Free Enterprise: Will It Exist?

The US loves “free enterprise” and “competition”, but what is the ultimate goal of this game? To eliminate your competition, such as giants like Wal-Mart and Microsoft are well on their way. So, won’t free enterprise consume itself leaving America with one choice per product, like…oh what’s that country? Russia?

Is that America’s future?

…With liberty and one brand for all,

  • Jinx

There’s too much diversity of taste to have one choice per product. But I can see fewer brands.

Free Enterprise has always seemed a bit pie-in-the-sky to me. My life has taught me little but that business leaders are perfectly happy to game a system, make tons of money, and leave a HUGE mess - Enron, WorldCom, Housing crunch. It’s a nice theory, looks good on paper, is even principled… but humans aren’t that reasonable. We need laws. Regulations. And someone looking over certain shoulders.

We just don’t like it.

Years ago, K-Mart was the retail giant, tho there was some competition, and Wal-Mart was the upstart. It may take a while, but there are a few retailers poised to creep up like the Death Star upon Wal-Mart. For a while, Kodak was THE photography brand. Now, not so much. When there is a company that looks dominant, even monolithic, there are always others that could arise to give it a run for it’s money & even take it down. That is the essence of free enterprise and I wouldn’t have it any other way.

Right now, there is some kid in a garage who will make Bill Gates or heirs his bitch.

Indeed. Microsoft has seen slow and steady pressure from other OS’s such as Apple, and the new kid, Linux. Eventually Microsoft will fall. They always do. It’s the capitalist circle of life.

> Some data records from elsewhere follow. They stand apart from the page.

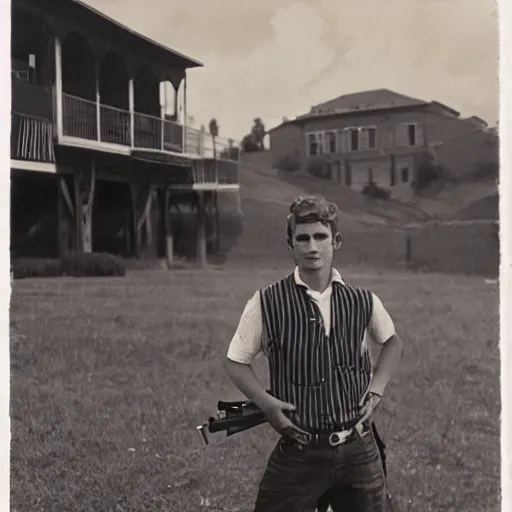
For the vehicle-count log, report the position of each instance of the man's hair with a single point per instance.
(310, 209)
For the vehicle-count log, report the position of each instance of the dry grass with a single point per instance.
(111, 376)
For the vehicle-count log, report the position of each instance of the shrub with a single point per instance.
(485, 170)
(287, 163)
(318, 169)
(35, 267)
(79, 264)
(76, 264)
(371, 189)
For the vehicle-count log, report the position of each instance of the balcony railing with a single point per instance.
(221, 172)
(31, 138)
(83, 119)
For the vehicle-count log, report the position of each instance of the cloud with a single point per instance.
(276, 58)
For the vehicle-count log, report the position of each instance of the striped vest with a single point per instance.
(324, 376)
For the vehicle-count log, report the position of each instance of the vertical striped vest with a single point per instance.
(324, 376)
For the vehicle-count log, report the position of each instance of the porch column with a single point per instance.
(66, 217)
(142, 194)
(201, 230)
(184, 113)
(169, 241)
(58, 85)
(85, 183)
(131, 106)
(98, 97)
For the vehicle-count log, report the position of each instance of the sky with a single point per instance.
(277, 58)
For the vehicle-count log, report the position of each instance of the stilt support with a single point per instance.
(142, 195)
(85, 182)
(201, 230)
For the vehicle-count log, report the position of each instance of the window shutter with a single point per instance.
(343, 138)
(401, 136)
(420, 135)
(363, 139)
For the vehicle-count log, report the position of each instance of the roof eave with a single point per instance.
(188, 61)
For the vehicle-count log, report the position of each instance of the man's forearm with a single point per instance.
(248, 383)
(387, 364)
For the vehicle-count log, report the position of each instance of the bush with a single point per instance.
(287, 163)
(76, 264)
(318, 169)
(485, 170)
(373, 190)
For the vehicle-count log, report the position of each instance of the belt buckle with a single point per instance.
(337, 438)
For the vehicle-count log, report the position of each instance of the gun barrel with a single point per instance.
(216, 425)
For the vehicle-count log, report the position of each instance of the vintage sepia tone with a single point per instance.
(304, 189)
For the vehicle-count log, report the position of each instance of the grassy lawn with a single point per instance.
(110, 378)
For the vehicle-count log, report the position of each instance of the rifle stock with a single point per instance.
(233, 417)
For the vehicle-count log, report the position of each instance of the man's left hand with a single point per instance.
(368, 404)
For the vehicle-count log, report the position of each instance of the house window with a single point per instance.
(372, 138)
(411, 134)
(354, 139)
(348, 175)
(330, 142)
(392, 176)
(313, 144)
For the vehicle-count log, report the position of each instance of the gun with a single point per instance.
(233, 417)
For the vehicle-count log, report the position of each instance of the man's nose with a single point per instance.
(312, 246)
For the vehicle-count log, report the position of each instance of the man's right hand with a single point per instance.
(276, 417)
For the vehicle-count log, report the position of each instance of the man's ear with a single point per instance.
(338, 241)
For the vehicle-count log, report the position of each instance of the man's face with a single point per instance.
(312, 246)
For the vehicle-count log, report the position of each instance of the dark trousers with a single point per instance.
(351, 476)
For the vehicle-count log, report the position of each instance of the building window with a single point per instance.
(362, 138)
(411, 134)
(372, 138)
(315, 143)
(353, 139)
(330, 142)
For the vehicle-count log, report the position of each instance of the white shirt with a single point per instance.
(246, 343)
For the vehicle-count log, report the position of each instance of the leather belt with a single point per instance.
(337, 438)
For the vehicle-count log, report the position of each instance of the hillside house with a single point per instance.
(101, 159)
(377, 135)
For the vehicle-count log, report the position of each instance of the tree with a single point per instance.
(214, 132)
(254, 140)
(258, 132)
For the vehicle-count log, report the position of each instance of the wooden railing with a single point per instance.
(31, 138)
(83, 119)
(221, 172)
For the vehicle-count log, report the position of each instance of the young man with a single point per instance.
(320, 335)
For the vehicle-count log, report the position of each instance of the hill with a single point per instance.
(376, 232)
(372, 229)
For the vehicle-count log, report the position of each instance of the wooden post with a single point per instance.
(85, 183)
(184, 133)
(66, 212)
(142, 194)
(216, 215)
(201, 230)
(58, 86)
(98, 98)
(169, 245)
(131, 103)
(408, 250)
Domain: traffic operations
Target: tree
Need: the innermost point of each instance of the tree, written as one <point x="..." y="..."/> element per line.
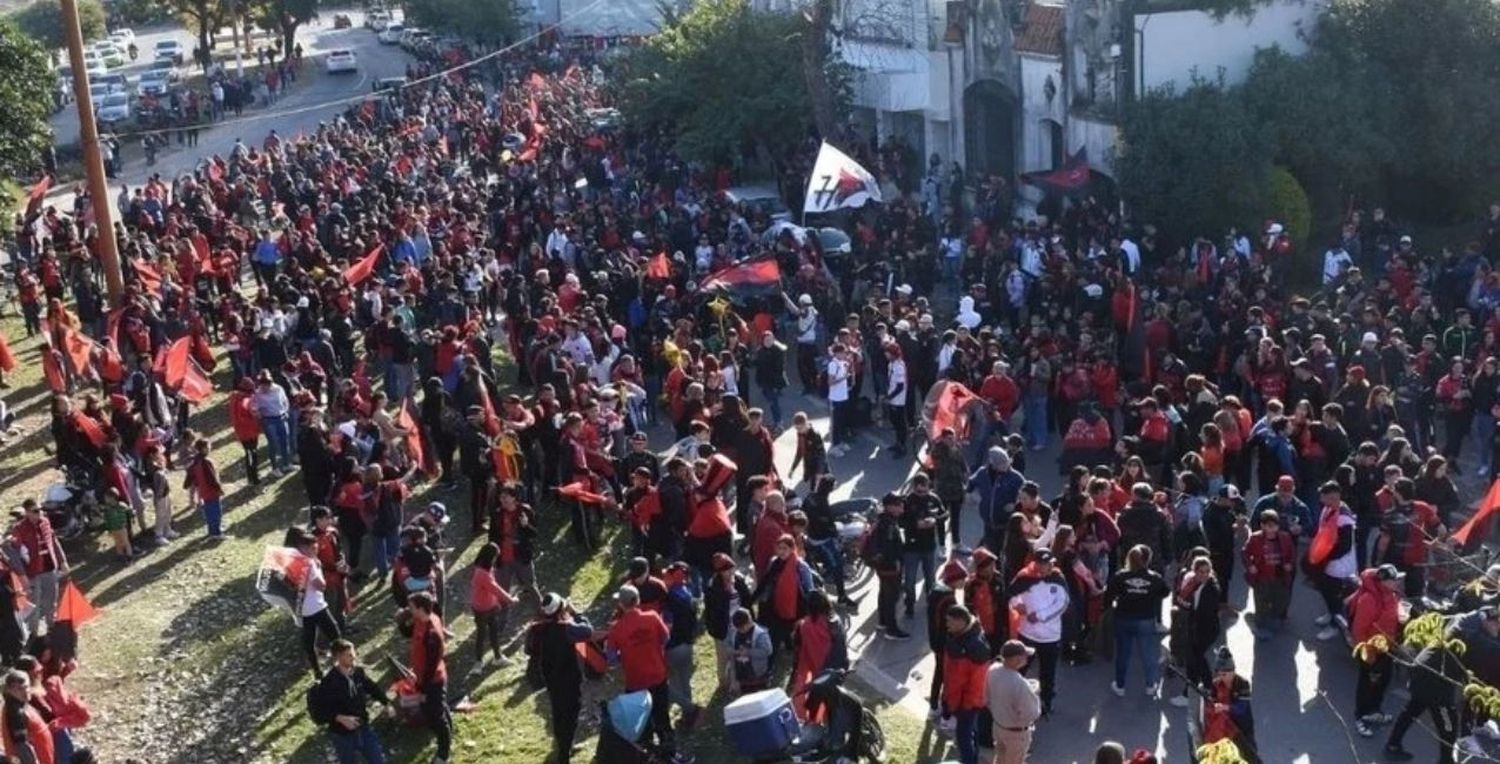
<point x="44" y="21"/>
<point x="485" y="20"/>
<point x="722" y="80"/>
<point x="1194" y="164"/>
<point x="284" y="17"/>
<point x="26" y="99"/>
<point x="203" y="17"/>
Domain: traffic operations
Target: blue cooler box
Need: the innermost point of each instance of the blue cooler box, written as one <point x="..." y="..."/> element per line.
<point x="761" y="722"/>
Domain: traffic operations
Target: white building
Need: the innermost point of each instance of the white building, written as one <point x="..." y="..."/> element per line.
<point x="1017" y="86"/>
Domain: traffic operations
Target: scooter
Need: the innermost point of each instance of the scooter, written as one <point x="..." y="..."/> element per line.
<point x="69" y="503"/>
<point x="851" y="734"/>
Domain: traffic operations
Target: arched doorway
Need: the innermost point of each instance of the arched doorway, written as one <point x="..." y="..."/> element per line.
<point x="989" y="128"/>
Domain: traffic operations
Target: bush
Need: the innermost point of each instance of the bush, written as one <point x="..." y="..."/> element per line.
<point x="1287" y="204"/>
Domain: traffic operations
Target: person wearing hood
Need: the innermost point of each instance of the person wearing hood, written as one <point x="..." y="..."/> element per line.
<point x="1374" y="616"/>
<point x="998" y="487"/>
<point x="968" y="317"/>
<point x="965" y="659"/>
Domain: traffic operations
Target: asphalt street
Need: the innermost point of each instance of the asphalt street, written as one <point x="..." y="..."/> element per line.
<point x="1304" y="689"/>
<point x="300" y="110"/>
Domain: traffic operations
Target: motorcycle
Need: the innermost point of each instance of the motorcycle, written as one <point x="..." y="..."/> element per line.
<point x="851" y="734"/>
<point x="69" y="503"/>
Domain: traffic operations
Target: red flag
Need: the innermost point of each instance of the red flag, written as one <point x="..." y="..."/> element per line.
<point x="195" y="385"/>
<point x="33" y="198"/>
<point x="416" y="443"/>
<point x="150" y="278"/>
<point x="74" y="607"/>
<point x="6" y="357"/>
<point x="356" y="273"/>
<point x="1478" y="526"/>
<point x="78" y="348"/>
<point x="950" y="410"/>
<point x="579" y="491"/>
<point x="659" y="267"/>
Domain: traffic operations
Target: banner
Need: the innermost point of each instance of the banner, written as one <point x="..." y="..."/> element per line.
<point x="839" y="182"/>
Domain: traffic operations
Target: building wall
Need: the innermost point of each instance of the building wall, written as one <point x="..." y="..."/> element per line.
<point x="1170" y="47"/>
<point x="1035" y="150"/>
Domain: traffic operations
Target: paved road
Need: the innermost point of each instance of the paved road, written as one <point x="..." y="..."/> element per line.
<point x="306" y="99"/>
<point x="1293" y="721"/>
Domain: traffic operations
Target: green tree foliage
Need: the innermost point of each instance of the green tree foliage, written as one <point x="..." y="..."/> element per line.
<point x="282" y="17"/>
<point x="482" y="20"/>
<point x="44" y="21"/>
<point x="722" y="80"/>
<point x="26" y="99"/>
<point x="1194" y="162"/>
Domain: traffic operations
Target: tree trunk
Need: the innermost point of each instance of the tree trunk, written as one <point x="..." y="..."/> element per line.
<point x="815" y="65"/>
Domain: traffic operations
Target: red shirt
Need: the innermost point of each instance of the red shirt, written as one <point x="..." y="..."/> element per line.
<point x="641" y="640"/>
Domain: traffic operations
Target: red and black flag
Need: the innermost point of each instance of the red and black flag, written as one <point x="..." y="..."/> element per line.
<point x="752" y="278"/>
<point x="35" y="195"/>
<point x="1068" y="180"/>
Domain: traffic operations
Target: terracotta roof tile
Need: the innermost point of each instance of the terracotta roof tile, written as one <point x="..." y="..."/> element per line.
<point x="1041" y="30"/>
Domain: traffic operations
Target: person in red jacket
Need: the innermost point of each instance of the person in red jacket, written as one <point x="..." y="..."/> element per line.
<point x="429" y="670"/>
<point x="23" y="731"/>
<point x="965" y="661"/>
<point x="1269" y="559"/>
<point x="639" y="637"/>
<point x="1374" y="613"/>
<point x="246" y="427"/>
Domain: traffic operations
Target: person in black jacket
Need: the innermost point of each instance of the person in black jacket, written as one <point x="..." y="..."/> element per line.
<point x="554" y="661"/>
<point x="723" y="595"/>
<point x="887" y="548"/>
<point x="341" y="700"/>
<point x="1434" y="682"/>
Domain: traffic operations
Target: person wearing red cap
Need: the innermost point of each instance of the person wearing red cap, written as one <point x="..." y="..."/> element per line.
<point x="723" y="595"/>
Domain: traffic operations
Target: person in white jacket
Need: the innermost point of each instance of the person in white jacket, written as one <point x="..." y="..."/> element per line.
<point x="1040" y="595"/>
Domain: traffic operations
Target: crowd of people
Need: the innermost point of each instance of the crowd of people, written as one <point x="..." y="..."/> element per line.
<point x="356" y="281"/>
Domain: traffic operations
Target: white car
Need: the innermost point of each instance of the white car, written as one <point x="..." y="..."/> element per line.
<point x="116" y="107"/>
<point x="341" y="60"/>
<point x="110" y="53"/>
<point x="155" y="83"/>
<point x="168" y="51"/>
<point x="392" y="35"/>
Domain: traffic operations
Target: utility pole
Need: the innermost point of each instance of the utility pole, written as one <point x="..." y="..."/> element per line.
<point x="93" y="158"/>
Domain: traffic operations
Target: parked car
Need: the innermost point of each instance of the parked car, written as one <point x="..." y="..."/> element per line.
<point x="168" y="51"/>
<point x="392" y="33"/>
<point x="155" y="83"/>
<point x="341" y="60"/>
<point x="761" y="198"/>
<point x="110" y="53"/>
<point x="387" y="83"/>
<point x="114" y="108"/>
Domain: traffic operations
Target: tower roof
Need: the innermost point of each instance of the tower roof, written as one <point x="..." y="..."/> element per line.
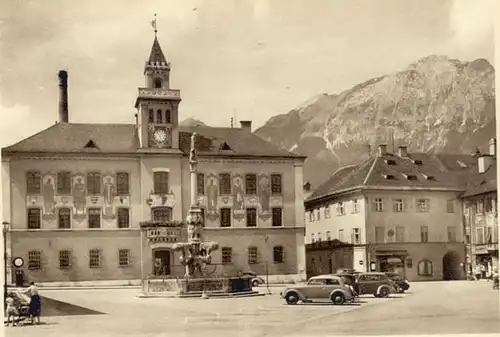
<point x="156" y="54"/>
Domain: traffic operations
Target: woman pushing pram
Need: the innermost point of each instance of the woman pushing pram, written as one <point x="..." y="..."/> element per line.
<point x="23" y="304"/>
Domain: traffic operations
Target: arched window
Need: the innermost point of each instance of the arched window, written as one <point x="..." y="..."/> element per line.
<point x="160" y="182"/>
<point x="425" y="268"/>
<point x="167" y="116"/>
<point x="162" y="214"/>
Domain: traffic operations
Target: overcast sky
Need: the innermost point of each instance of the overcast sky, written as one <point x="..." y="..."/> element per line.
<point x="249" y="58"/>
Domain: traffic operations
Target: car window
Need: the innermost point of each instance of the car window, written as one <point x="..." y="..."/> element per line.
<point x="317" y="281"/>
<point x="332" y="281"/>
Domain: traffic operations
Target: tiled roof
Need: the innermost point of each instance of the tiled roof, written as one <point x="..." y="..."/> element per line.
<point x="72" y="137"/>
<point x="417" y="170"/>
<point x="236" y="141"/>
<point x="122" y="138"/>
<point x="156" y="54"/>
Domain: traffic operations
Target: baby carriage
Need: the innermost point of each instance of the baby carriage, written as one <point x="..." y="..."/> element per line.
<point x="22" y="304"/>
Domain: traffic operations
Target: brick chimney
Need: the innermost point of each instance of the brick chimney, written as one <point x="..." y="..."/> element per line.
<point x="246" y="125"/>
<point x="493" y="147"/>
<point x="382" y="150"/>
<point x="402" y="151"/>
<point x="63" y="97"/>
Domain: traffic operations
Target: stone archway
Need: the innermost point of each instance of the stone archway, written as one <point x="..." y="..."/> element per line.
<point x="162" y="262"/>
<point x="451" y="266"/>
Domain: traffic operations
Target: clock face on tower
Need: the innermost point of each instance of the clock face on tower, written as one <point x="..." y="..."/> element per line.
<point x="160" y="136"/>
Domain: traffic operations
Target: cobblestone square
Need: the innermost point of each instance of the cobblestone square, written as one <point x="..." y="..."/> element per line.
<point x="428" y="308"/>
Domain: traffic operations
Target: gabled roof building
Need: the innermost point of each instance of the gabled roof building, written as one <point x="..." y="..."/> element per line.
<point x="401" y="212"/>
<point x="481" y="215"/>
<point x="75" y="194"/>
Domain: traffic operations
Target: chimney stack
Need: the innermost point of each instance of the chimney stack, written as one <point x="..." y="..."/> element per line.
<point x="63" y="96"/>
<point x="403" y="151"/>
<point x="382" y="150"/>
<point x="493" y="147"/>
<point x="246" y="125"/>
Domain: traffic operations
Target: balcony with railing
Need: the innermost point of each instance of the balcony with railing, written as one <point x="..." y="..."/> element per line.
<point x="156" y="93"/>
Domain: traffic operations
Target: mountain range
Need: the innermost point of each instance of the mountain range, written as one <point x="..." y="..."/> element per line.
<point x="437" y="104"/>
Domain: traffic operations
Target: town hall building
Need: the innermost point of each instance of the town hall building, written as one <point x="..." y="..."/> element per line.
<point x="75" y="195"/>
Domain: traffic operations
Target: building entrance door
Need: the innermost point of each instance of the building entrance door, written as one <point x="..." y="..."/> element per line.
<point x="161" y="266"/>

Both of those giants have hardly eliminated the competition.

Target is eating Wal-Mart’s lunch in public opinion and profits. Not to mention the fact that Best Buy is cutting into their media/electronics sales (Wal-Mart is notorious for crowing that people buy more CDs from Wal-Mart than anywhere) and Amazon and iTunes are taking a big chunk as well.

And while Microsoft is the king of the software game, there are dozens of companies that put out competing products that are gaining in popularity every day. It’s possible to have an industry giant and a bunch of smaller shops all humming along at profibility. And it’s also great for innovation and competition.

Your argument has no weight.

There are exceptions, but I think the truth is that most brands compete for tiny bits of market share. Even a hugely popular brand with tons of customer loyalty like Coca-Cola is constantly worried about Pepsi encroaching on their sales. They may WISH Pepsi would go away, but it’s never going to happen.

There is probably a bigger danger that there will be just a couple huge companies that own all the various brands, but I don’t think the diversity of brands will shrink much. In large companies that own a lot of brands, they often own competeing products, and these brands still compete fiercely for market share.

I think there is a difference between products that are genuinely different (e.g. computer programs) and stuff like Coke / Pepsi, where most people can’t tell the difference* and the largest part of the budget is advertising.

*Obviously Dopers can tell this sort of thing :slight_smile:

Some companies, like GE, may be around for centuries, but that’s partly because they become huge semi-holding companies who aren’t dependant on one industry. Microsoft has done a lot to diversify. Losing its original core market would hurt, but it wouldn’t be the worst thing which could happen either. It’d survive and still be a powerhouse. Both GE and Microsoft recognized early on that diversity meant they could survive a lot. So GE expanded into a vast range of manufacturing and MS expanded into a vast range of software and so forth.

Generally speaking, the less government interferes in a market, the more competition is has. The way that corporations primarily seek to control the market is through influence over government, although the government’s actions can be overt (granted monopolies) or covert (stringent business rules which favor established companies).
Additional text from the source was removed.